How this study might affect research, practice or policy Research using large general population cohorts and datasets for observational studies of IPF should take these limitations of EHR definitions of IPF into consideration.
Competing Interest Statement
LVW reports current and recent research funding from GSK, Genentech and Orion Pharma, and consultancy for Galapagos. RGJ is a trustee of Action for Pulmonary Fibrosis and reports personal fees from Astra Zeneca, Biogen, Boehringer Ingelheim, Bristol Myers Squibb, Chiesi, Daewoong, Galapagos, Galecto, GlaxoSmithKline, Heptares, NuMedii, PatientMPower, Pliant, Promedior, Redx, Resolution Therapeutics, Roche, Veracyte and Vicore. JKQ has received grants from The Health Foundation, MRC, GSK, Bayer, BI, AUK-BLF, HDR UK, Chiesi and AZ and personal fees for advisory board participation or speaking fees from GlaxoSmithKline, Boehringer Ingelheim, AstraZeneca, Chiesi, Insmed and Bayer.
Funding Statement
LVW holds a GSK/Asthma+Lung UK Chair in Respiratory Research (C17-1). LVW and RGJ are supported by MRC Programme grant MR/V00235X/1. RJA is an Action for Pulmonary Fibrosis Research Fellow. RGJ is supported by a National Institute for Health Research (NIHR) Research Professorship (NIHR reference RP-2017-08-ST2-014). LMK was funded by a Medical Research Council (MRC) PhD studentship (MR/N013913/1). MDT is supported by a Wellcome Trust Investigator Award (WT202849/Z/16/Z). The research was partially supported by the NIHR Leicester Biomedical Research Centre; the views expressed are those of the author(s) and not necessarily those of the National Health Service (NHS), the NIHR, or the Department of Health. This research has been conducted using the UK Biobank Resource under application 77050. This research used the SPECTRE High Performance Computing Facility at the University of Leicester.
Author Declarations
I confirm all relevant ethical guidelines have been followed, and any necessary IRB and/or ethics committee approvals have been obtained.
Yes
The details of the IRB/oversight body that provided approval or exemption for the research described are given below:
UK Biobank has approval by the Research Ethics Committee (REC) under approval number 16/NW/0274.

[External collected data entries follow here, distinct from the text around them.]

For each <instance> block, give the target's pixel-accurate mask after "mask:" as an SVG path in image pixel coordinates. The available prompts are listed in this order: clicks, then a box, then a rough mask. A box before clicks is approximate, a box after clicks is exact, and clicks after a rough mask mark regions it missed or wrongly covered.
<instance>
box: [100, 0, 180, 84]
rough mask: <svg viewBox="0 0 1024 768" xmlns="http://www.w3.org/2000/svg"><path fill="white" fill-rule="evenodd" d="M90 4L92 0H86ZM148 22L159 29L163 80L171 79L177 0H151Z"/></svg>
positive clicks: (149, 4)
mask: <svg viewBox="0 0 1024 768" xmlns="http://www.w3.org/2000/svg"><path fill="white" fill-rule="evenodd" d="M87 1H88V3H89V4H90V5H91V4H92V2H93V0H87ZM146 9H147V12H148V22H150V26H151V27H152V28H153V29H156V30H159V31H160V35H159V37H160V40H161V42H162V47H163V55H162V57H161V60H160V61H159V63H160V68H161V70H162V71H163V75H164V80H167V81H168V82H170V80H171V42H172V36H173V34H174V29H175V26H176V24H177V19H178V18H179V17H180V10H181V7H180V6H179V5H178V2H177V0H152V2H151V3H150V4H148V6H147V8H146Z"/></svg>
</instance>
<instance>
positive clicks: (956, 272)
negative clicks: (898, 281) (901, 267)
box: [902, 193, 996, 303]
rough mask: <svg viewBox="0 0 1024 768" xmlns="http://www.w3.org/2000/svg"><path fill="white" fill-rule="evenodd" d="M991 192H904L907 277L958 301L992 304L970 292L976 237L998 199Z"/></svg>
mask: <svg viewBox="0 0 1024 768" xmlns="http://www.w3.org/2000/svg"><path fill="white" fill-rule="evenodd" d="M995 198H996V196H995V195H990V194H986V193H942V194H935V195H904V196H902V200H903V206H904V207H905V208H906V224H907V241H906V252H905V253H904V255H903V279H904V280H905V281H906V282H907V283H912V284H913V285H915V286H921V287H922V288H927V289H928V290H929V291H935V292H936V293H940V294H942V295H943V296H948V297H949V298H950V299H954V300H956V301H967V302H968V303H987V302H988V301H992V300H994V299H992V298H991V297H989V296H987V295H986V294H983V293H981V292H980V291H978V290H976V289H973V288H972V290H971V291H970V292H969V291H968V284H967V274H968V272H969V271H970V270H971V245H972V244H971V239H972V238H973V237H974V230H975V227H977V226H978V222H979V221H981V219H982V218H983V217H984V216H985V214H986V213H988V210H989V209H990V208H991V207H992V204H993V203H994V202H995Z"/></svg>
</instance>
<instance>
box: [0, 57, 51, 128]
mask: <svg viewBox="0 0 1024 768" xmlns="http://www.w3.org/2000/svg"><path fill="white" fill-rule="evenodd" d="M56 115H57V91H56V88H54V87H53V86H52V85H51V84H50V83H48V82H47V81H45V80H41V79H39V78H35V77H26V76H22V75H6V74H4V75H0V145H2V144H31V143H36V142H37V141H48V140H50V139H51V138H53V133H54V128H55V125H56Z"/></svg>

I confirm that all necessary patient/participant consent has been obtained and the appropriate institutional forms have been archived, and that any patient/participant/sample identifiers included were not known to anyone (e.g., hospital staff, patients or participants themselves) outside the research group so cannot be used to identify individuals.
Yes
I understand that all clinical trials and any other prospective interventional studies must be registered with an ICMJE-approved registry, such as ClinicalTrials.gov. I confirm that any such study reported in the manuscript has been registered and the trial registration ID is provided (note: if posting a prospective study registered retrospectively, please provide a statement in the trial ID field explaining why the study was not registered in advance).
Yes
I have followed all appropriate research reporting guidelines and uploaded the relevant EQUATOR Network research reporting checklist(s) and other pertinent material as supplementary files, if applicable.
Yes
Data Availability
UK Biobank data is publicly accessible upon approval of an application through www.ukbiobank.ac.uk.